Alberto Acosta sagt im Interview, dass die Rücknahme der Treibstoffpreiserhöhungen in Ecuador nicht ausreicht

  • Katharina Schwirkus
  • Lesedauer: 8 Min.

Alberto Acosta war 2008 Präsident der Verfassungsgebenden Versammlung Ecuadors und 2007 in der ersten Legislaturperiode von Rafael Correa Minister für Energie und Bergbau. Er setzte sich für die Yasuní-ITT-Initiative ein, die vorsah, das Erdöl im ecuadorianischen Naturschutzgebiet Yasuní im Boden zu lassen. Nach etwa einem Jahr überwarf er sich mit Correa, weil dieser den Prozess bei der Ausarbeitung der Verfassung als zu langsam kritisierte. Seither ist Acosta einer der schärfsten Kritiker von Rafael Correa.

Herr Acosta, wie haben Sie in den letzten Tagen die Proteste in Quito und die von Präsident Lenín Moreno verhängte Ausgangssperre erlebt?
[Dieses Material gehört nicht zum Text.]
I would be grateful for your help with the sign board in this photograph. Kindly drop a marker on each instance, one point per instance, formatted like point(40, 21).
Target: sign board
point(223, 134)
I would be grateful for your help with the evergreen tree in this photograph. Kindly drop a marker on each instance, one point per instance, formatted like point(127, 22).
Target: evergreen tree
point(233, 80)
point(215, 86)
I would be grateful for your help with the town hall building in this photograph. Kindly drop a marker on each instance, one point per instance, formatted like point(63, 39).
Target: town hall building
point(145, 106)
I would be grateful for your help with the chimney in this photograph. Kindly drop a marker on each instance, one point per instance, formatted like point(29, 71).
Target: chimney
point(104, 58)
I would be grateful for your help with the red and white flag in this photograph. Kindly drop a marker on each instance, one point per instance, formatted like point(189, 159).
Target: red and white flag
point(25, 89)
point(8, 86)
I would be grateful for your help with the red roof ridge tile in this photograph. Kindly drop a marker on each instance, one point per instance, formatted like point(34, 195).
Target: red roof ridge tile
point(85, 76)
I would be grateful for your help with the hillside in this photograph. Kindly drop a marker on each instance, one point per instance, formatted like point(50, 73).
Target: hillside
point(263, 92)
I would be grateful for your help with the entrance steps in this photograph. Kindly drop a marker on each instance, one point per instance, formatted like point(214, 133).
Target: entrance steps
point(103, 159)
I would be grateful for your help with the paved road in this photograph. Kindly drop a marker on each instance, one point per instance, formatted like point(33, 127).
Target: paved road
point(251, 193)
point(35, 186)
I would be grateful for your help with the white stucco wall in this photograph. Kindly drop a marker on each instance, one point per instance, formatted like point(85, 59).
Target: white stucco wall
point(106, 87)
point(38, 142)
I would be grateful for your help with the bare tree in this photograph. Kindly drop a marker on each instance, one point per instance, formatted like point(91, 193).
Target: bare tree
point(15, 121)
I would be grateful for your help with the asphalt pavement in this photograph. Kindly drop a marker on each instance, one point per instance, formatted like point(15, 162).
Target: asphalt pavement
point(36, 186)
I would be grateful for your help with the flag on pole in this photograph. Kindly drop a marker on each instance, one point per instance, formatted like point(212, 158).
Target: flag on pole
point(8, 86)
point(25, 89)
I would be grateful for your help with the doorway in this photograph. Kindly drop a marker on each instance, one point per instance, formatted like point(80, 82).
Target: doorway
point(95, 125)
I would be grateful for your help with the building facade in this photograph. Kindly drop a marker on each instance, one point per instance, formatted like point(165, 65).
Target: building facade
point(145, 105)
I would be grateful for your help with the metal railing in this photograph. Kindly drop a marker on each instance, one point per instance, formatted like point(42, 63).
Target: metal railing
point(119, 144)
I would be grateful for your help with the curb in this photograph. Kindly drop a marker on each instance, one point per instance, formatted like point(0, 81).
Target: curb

Ich bin erst seit zwei Tagen wieder im Land, da ich verreist war. Aber ich fühle mich wie ein Geist, gefangen in einer Flasche. Seit meiner Ankunft konnte ich nicht zu meinem Haus in Quito fahren. Zunächst wurde ich am Flughafen festgehalten, dann wurde es mir gewährt, in ein Nachbardorf in der Nähe des Flughafens zu fahren. Hier harre ich jetzt bei einem Bekannten aus. Weder ein Telefon, noch meine E-Mail funktionieren.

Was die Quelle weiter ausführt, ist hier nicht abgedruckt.